This project will leverage two sets of existing cohort infrastructures, the first to generate new multi’omic data in an experimental design targeted to a deep understanding of IBD, and the second to rapidly build our data sharing interface around one of the only extant pilot multi’omic profiles of IBD. First, our three Sample Generation components (PRISM, RISK, and MLI) are led by consortium members from the CCFA to collect new microbiome samples. These will profile new-onset and established pediatric and adult IBD using a uniform protocol and an experimental design specific to deep longitudinal multi’omic data generation. Second, a fourth Data Generation component will take advantage of a pair of additional cohorts (two Swedish cohorts) from which one of the only existing multi’omic datasets has been generated in IBD, allowing us to populate and pilot our bioinformatic infrastructure in parallel to generation of a complete, feature-rich multi’omic data resource.
The Prospective Registry in IBD Study at MGH (PRISM) is a referral center-based, prospective cohort of IBD patients initiated in 2005 with ongoing recruitment enrolling patients from within the physician practices at the Crohn's and Colitis Center at Massachusetts General Hospital.
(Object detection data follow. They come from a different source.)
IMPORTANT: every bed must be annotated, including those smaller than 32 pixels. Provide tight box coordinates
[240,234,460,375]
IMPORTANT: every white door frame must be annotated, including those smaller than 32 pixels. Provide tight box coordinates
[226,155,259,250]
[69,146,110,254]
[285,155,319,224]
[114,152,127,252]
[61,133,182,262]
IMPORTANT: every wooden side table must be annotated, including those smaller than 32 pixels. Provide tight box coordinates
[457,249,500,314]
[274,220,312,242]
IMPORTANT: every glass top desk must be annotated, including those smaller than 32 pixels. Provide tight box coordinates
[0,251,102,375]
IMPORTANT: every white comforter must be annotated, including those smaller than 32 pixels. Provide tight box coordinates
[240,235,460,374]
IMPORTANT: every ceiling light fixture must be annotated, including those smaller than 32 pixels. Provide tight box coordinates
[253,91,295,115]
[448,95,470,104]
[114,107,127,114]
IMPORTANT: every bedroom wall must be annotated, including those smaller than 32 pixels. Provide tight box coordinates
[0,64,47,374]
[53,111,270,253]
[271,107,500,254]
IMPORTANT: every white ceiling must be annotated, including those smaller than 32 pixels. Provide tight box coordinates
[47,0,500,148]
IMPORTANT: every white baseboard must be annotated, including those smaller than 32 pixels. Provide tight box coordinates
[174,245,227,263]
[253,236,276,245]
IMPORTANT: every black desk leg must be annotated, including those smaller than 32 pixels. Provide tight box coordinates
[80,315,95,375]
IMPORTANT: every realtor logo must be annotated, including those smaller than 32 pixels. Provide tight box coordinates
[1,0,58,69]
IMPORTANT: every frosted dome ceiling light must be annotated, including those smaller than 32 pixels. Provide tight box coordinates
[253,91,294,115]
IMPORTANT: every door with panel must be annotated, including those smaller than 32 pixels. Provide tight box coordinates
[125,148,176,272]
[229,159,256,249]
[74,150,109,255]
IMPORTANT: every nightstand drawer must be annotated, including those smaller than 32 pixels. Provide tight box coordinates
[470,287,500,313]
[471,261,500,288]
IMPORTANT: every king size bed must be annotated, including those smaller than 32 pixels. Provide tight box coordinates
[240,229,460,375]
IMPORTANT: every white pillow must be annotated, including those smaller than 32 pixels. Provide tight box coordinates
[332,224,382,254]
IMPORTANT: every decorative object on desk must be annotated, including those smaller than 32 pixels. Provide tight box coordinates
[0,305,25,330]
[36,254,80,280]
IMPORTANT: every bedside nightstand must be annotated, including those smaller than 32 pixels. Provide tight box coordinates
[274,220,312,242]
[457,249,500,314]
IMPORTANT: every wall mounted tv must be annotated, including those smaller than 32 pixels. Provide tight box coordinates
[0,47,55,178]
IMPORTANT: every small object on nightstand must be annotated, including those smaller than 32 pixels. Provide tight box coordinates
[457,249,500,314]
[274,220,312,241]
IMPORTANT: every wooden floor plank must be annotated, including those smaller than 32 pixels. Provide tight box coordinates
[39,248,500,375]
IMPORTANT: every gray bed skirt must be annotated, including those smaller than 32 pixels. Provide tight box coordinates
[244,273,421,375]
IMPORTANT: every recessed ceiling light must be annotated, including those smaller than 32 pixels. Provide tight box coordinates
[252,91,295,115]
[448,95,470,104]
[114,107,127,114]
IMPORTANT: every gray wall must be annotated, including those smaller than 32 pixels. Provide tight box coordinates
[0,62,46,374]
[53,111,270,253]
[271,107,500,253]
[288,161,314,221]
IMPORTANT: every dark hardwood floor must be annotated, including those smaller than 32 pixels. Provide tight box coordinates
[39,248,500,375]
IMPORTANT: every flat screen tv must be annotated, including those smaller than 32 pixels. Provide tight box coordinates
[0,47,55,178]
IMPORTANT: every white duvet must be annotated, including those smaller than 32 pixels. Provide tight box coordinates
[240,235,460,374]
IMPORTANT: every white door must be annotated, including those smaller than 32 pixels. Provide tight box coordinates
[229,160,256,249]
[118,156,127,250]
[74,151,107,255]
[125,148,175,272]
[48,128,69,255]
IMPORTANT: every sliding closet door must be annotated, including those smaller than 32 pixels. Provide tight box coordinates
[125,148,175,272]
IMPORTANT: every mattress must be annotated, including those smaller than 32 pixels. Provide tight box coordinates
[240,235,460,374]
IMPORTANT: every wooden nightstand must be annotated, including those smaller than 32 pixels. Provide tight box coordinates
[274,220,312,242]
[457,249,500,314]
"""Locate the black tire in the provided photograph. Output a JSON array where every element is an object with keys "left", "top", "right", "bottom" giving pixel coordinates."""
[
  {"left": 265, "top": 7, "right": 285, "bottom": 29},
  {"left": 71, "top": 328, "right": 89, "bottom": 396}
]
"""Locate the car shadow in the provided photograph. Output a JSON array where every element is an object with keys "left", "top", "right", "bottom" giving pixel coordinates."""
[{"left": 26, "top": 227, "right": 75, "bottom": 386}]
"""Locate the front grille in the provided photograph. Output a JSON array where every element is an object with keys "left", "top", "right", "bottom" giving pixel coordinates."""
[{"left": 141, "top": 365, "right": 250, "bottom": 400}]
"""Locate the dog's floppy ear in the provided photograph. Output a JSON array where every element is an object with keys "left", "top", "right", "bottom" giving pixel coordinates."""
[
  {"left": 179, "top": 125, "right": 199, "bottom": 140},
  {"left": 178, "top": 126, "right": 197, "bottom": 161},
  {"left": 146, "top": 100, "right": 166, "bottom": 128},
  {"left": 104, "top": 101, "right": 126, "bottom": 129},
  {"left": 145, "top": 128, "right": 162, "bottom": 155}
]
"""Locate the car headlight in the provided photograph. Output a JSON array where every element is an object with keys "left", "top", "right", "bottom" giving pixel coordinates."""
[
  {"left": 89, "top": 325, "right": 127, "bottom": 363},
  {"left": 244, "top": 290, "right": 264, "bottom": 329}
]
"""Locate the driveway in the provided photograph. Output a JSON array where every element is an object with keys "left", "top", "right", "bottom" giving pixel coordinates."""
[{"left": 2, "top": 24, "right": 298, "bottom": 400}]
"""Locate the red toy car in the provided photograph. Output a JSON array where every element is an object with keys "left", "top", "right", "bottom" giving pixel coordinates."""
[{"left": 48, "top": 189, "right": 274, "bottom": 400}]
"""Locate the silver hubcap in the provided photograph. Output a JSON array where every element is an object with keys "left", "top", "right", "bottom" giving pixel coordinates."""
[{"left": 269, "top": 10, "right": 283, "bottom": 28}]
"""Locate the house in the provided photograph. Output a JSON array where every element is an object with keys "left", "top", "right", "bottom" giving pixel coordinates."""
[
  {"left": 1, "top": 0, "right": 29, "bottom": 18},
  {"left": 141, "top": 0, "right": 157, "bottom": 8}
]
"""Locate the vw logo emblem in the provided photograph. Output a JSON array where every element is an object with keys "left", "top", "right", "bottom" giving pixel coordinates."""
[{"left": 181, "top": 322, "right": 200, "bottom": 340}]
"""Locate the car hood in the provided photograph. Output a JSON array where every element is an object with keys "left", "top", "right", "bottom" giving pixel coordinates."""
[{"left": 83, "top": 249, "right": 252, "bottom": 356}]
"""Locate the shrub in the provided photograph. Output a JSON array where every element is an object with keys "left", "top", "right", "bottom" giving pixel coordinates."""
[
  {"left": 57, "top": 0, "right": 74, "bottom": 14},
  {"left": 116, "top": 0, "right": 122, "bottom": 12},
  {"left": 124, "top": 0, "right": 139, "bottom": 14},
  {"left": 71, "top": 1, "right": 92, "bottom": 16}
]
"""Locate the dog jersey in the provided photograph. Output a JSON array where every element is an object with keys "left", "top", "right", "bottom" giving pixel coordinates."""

The goal of PRISM is to establish a well-phenotyped cohort of patients with inflammatory bowel disease with corresponding biologic samples including blood, stool and biopsies to help identify potential biomarkers that can predict a patient's response to drugs and toxicity, to accurately define disease activity, and to predict future relapse and prognosis. To date, there are 1,983 patients over the age of 18 enrolled with a diagnosis of UC, CD, or indeterminate colitis in PRISM. Blood samples are collected at entry; stool and biopsies are obtained upon further consent from the patient. From this cohort, we will recruit 24 adult subjects with newly-diagnosed, treatment-naive IBD and 6 age-matched healthy controls.
The Pediatric Inception Cohort emerges from the CCFA-sponsored RISK study, which started in 2009 involving 28 pediatric centers and completed recruitment in 2013. When a child is suspected to have IBD and about to get a colonoscopic examination, the family is approached and enrolled prior to therapy. To date, roughly 1,130 CD, 139 UC, 129 IBDU, and 380 non-IBD subjects have been recruited to RISK. The biosampling pipeline is well-established at Emory University and Cincinnati Children’s Hospital as a result of their involvement in RISK allowing for streamlined recruitment and collection of repeated samples. From this cohort, we will recruit 24 pediatric subjects with newly-diagnosed, treatment-naive IBD and 6 age-matched healthy controls.
This cohort has been formed to test the hypothesis that colonic microbiota of the mucosal-luminal interface (MLI) form a mosaic of functional communities, organized by interactive microbial and host products and resultant microbial composition started in 2007. Centered at the Cedars-Sinai (C-S) IBD Center, patients undergoing clinically-indicated endoscopy are recruited to fulfill normal and IBD cohorts with full genomic, serology and clinical phenotyping. Endoscopic lavage is used to sample the MLI at 2 segments, and additional biospecimens (stool, biopsy, serum, urine, saliva) are available. Over 180 patients and 300 samples have been collected to date with well-established biosampling protocols and clinical coordinators in place to recruit and collect repeat samples throughout the course of the year. From this cohort, we will recruit 24 adult patients with established IBD diagnosed greater than 5 years from the time of enrollment and 6 age-matched healthy controls.
Existing multi’omic data from two Swedish studies, the Swedish Twin and Swedish Longitudinal cohorts, will be used by the IBDMDB as a ready-made “proof-of-principle” dataset around which we will organize and prototype our computational infrastructure in parallel with primary data generation. For the Swedish Twin IBD cohort, twin pairs of the same sex, 18 years or older were identified and a questionnaire was sent to all twins including questions about diagnosis of IBD and general gastrointestinal symptoms. Zygosity was determined using the method applied by the Swedish twin registry, relying on childhood resemblance.
The Swedish Longitudinal study includes representation of both genders (56 males and 63 females). The subjects provided fecal samples at 3-month intervals for a maximum of 10 points. Women (but no children) were included in the study group, but not if they were pregnant or breastfeeding. The disease phenotype and extent was determined using the same criteria as described above for the Swedish twin cohort. Additional data collected from each study include year of diagnosis, close relatives with IBD, smoking status, primary sclerosing cholangitis, clinical status at diagnosis, perianala fistules, maximal spread, date of colonoscopy, resection, calprotectin levels, antibiotic usage (12mos), NSAID usage (12mos), gastroenteritis (3mos), abdominal pain, bowel movements, diarrhea, blood or mucus in stool, and prescribed treatments.